The Girl in Paris, 1929
“Ideally you would apprentice with a famous photographer whose name begins with
St,
” said Eder with a smile. “You know, Steichen, Stieglitz, Steiner, Strand. But failing that, here’s someone interesting and, I believe, right up your alley, as they say.”
The studio of the Paris-famous Surrealist photographer Tin Type was located on the rue Campagne-Première, next to the Hôtel Istria, where she had taken a room. The room was barely bigger than a closet, though the child-size bathroom still had a bidet and a toilet and a shower. The view was nothing much, just a mirror-image hotel (multistoried, narrow mansard roof) across the street, but Lenny was happier than she had been in years. She felt it in every relaxed breath.
She had barely settled in when she slicked her hair and lined her eyes with kohl and bruised blue shadow, increasing their usual heavy-lidded drama. Her lips were painted deep red. Her makeup was almost exaggeratedly feminine, because she wore a fitted man’s cotton shirt and
men’s cut trousers, enjoying the play of the eyeliner and lipstick with her masculine attire. Then she went next door.
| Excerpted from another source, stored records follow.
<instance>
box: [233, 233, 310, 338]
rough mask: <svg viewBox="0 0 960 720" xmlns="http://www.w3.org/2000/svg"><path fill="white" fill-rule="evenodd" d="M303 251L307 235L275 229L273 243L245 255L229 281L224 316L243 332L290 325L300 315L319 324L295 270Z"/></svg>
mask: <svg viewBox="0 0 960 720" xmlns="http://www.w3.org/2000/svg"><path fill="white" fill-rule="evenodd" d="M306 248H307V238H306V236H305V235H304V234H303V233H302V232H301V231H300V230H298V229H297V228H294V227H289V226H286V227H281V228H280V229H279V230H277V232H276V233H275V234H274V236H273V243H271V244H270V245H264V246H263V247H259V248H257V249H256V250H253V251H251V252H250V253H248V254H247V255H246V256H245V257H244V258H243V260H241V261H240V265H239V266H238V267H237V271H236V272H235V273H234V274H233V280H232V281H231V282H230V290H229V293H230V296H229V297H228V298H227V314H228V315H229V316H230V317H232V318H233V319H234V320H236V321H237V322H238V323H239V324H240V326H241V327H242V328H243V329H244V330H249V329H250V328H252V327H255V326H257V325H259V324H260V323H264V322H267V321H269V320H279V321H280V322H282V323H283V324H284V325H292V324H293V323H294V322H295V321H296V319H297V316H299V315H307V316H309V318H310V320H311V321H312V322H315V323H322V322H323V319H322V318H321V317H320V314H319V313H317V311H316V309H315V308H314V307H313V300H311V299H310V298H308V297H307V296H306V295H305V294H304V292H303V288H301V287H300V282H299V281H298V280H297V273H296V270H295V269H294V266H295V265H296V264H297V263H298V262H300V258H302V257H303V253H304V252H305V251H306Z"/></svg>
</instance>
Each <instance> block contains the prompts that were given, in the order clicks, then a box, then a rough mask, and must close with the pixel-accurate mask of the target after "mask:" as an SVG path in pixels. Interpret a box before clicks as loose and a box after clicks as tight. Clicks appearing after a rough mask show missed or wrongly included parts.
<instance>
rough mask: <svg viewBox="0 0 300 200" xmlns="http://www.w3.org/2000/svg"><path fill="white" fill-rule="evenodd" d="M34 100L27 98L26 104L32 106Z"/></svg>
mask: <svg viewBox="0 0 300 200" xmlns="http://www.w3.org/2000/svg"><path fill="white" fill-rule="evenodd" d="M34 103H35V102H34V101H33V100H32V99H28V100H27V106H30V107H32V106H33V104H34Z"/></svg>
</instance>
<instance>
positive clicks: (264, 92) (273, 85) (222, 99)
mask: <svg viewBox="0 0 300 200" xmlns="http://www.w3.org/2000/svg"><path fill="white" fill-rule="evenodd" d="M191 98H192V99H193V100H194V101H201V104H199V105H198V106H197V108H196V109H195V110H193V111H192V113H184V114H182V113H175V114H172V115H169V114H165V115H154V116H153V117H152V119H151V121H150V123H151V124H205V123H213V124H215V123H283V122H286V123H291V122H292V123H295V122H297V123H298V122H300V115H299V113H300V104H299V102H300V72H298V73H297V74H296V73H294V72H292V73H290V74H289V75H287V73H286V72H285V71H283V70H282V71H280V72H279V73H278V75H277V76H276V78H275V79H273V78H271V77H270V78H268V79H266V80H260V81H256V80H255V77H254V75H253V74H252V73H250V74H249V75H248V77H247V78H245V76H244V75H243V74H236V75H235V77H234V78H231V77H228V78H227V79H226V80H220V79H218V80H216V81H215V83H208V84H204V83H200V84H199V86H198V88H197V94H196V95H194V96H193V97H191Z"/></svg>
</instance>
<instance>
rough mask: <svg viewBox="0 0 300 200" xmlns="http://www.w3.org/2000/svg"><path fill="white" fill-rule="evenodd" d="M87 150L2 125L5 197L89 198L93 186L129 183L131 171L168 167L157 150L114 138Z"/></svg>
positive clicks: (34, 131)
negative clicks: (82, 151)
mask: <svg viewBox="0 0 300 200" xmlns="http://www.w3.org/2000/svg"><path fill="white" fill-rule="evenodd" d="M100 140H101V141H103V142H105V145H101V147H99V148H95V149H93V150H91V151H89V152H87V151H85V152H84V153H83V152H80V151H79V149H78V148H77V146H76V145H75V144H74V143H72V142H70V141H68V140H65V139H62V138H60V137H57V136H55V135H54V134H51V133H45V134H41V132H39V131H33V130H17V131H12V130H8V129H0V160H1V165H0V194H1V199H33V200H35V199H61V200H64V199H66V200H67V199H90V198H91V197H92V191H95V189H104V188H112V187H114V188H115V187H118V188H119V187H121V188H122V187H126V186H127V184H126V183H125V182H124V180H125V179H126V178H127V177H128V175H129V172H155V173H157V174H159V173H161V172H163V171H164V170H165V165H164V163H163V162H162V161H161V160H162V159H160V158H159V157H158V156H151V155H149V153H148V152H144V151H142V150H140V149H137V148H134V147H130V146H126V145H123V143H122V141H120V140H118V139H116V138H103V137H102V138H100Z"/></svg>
Armed with her letter of introduction from Eder, Lenny stood at Tin Type’s studio door, reading the sign,
I do not photograph nature. I photograph my visions,
before ringing the bell.
She waited. She listened. Then rang again. This time she thought she heard someone inside.
• • •
If someone was there, he certainly didn’t care to answer the door. As reluctant as she was to walk away, that is what she did, wandering until she came to the tall gates of the Luxembourg Garden. The day wasn’t terribly warm, but it was sunny, and mild enough to wear a sweater. Lenny strolled the broad gravel paths, lined by pristine lawns of new grass. Later she left the paths to thread through the area of widely spaced trees, the grass replaced by dirt; Lenny had never seen anything like this strange grove in any American park.
As the sun heated up the day, Lenny noticed a grouping of little tables and slated chairs, with a refreshment stand nearby. As she went to buy a drink and consider her next step, she noticed two men, playing chess. One of the players, a rather compact man with thick dark hair, said something in French to his opponent, as he shook his hand, then leaned to kiss his cheek. The other man kissed him in kind, as they parted, the dark-haired man pausing to stretch.
In the midst of reaching his arms straight above his head, he caught Lenny watching him. He had the most intense, intelligent eyes as he watched her get up and walk toward him. She told him her name, as she handed him Eder’s letter.
“I don’t take students,” said Tin Type. “And I’m leaving on holiday.”
Lenny smiled. “I’m already packed.”
The first picture was of Lenny naked, except for a velvet ribbon choker. She stood behind a printing press, the palms of her hands and the undersides of her forearms smudged with ink.
In another, she was half-naked, a corset folded down on her hips, her head cropped out of the frame.
In another, she was again naked, with shadows slashing the light that striped her as it came through the window blinds.
He painted a picture of her lips the length of the sky, above an empty landscape, the trees dwarfed below. He called it
Observatory Time—The Lovers.
For three years, she was his muse, his mistress, his assistant, his apprentice.
He taught her how to carefully photograph silver objects, “because you think a silver object is very bright when it actually isn’t, it’s just reflecting what’s in the room.”